Engkau pengawas alam yang memiliki basirah yang menjangkau wilayah yang luas dan terlihat ini, hingga engkau bisa berkata, “Tuhanku Yang Maha Penyayang telah menjadikan dunia ini sebagai tempat tinggalku, menjadikan matahari dan bulan sebagai lentera, menjadikan musim semi sebagai karangan bunga mawar, menjadikan musim panas sebagai hidangan nikmat, menjadikan hewan sebagai pelayan yang tunduk, serta menjadikan tumbuhan sebagai hiasan bagi rumahku.” Kesimpulan: Jika engkau mendengar bisikan nafsu dan setan, engkau akan jatuh ke tingkat yang paling rendah.

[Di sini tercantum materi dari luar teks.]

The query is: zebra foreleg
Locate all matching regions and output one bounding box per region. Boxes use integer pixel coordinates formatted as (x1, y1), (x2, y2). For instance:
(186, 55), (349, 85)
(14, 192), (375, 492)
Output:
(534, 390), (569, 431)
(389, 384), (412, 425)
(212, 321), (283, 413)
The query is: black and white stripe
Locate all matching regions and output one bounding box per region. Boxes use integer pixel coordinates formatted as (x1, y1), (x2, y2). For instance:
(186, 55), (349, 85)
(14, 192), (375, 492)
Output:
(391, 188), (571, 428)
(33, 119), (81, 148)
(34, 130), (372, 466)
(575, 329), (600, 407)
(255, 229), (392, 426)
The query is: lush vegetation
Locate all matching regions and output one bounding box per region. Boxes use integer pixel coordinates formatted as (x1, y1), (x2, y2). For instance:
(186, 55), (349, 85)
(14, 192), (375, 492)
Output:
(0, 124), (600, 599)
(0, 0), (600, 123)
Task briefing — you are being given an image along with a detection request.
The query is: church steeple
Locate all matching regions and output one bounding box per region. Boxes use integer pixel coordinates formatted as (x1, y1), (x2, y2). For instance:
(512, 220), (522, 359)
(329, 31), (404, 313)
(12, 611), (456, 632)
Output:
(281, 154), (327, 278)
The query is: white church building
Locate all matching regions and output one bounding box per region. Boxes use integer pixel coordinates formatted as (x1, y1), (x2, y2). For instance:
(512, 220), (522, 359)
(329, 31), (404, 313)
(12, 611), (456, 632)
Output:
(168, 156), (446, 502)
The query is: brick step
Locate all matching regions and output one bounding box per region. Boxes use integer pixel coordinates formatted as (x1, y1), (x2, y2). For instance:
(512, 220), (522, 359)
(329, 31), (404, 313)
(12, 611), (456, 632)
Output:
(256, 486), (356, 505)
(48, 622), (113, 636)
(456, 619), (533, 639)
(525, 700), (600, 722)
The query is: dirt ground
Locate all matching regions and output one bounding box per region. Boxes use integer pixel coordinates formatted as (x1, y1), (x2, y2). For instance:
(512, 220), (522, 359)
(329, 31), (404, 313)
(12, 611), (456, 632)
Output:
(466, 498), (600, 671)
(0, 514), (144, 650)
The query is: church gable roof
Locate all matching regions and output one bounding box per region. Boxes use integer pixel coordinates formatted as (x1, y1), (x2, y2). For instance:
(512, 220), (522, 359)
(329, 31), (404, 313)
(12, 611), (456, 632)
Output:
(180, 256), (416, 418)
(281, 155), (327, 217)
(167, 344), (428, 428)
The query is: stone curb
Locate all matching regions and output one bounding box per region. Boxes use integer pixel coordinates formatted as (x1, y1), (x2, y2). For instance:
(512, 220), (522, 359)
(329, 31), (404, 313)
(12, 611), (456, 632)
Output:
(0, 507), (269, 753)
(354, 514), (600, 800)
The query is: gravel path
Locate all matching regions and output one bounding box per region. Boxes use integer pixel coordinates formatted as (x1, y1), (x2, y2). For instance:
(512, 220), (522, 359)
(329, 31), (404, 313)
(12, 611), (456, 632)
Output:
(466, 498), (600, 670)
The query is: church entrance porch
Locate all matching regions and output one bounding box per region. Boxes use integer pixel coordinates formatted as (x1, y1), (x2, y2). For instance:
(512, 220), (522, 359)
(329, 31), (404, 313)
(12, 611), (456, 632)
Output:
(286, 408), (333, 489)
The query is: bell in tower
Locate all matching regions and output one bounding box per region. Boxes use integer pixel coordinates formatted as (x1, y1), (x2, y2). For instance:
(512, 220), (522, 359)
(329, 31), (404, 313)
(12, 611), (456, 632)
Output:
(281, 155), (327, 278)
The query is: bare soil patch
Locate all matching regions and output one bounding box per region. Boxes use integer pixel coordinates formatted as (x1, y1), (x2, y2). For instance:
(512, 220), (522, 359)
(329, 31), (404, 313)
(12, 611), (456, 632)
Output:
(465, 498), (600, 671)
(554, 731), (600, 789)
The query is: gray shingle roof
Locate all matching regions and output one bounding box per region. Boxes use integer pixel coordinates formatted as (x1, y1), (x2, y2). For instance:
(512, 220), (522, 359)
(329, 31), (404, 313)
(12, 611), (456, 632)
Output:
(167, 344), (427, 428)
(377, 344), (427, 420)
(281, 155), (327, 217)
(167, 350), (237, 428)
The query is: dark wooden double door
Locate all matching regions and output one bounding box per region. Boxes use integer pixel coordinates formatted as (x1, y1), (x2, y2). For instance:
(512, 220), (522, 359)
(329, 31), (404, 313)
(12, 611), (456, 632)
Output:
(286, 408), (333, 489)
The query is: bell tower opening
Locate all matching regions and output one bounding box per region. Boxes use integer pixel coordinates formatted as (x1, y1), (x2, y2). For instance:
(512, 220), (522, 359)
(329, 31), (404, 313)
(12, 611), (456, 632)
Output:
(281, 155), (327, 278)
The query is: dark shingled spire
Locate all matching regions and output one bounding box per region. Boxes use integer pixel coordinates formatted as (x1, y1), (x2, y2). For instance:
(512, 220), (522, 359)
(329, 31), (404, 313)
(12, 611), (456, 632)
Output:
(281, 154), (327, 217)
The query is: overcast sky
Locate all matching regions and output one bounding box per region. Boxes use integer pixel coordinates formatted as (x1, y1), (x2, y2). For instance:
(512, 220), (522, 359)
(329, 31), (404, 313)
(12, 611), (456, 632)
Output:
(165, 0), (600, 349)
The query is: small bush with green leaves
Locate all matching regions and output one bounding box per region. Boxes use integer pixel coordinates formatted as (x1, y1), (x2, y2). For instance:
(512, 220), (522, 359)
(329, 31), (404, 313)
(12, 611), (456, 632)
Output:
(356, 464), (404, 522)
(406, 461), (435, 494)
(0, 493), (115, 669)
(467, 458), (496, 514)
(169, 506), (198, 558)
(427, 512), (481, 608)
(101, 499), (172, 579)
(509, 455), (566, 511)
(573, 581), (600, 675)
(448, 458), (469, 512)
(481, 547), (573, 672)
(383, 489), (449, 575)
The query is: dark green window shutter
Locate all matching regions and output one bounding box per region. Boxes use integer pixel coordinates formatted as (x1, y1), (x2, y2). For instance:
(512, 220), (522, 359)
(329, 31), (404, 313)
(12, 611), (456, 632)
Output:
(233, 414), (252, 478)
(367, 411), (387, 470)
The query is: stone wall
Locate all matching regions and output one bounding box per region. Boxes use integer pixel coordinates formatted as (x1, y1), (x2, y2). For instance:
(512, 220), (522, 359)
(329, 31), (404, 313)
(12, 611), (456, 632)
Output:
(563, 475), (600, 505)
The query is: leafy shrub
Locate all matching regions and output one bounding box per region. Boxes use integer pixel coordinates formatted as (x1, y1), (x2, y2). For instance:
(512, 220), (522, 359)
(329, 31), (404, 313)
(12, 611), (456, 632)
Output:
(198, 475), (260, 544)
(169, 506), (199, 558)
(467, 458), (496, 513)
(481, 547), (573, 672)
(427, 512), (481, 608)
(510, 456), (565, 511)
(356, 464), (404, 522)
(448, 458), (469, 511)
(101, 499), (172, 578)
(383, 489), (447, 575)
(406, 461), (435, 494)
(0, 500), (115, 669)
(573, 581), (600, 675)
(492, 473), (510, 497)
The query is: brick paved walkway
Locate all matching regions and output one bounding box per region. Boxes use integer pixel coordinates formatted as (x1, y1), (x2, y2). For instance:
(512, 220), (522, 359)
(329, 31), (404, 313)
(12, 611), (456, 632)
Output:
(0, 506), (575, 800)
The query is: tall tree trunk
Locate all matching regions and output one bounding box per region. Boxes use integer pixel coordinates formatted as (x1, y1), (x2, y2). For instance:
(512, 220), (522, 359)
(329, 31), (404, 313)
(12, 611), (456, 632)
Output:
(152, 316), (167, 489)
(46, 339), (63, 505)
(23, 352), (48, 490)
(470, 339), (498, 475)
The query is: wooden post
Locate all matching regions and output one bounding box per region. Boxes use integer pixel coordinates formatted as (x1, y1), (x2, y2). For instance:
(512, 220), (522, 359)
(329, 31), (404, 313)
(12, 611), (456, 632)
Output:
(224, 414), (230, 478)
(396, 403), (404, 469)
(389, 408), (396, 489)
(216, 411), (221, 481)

Namun jika engkau mendengar hakikat dan al-Qur’an, engkau akan naik ke tingkat yang paling tinggi dan menjadi Ahsanu Taqwim di alam ini. []
Catatan: Tulisan ini diolah dan dikembangkan dari Kitab Risalah Nur karya Said Nursi Bab Iman Kunci Kesempurnaan.
Penulis: Hasbi Sen, M. Hum (Pembina Yayasan Nur Semesta Ciputat)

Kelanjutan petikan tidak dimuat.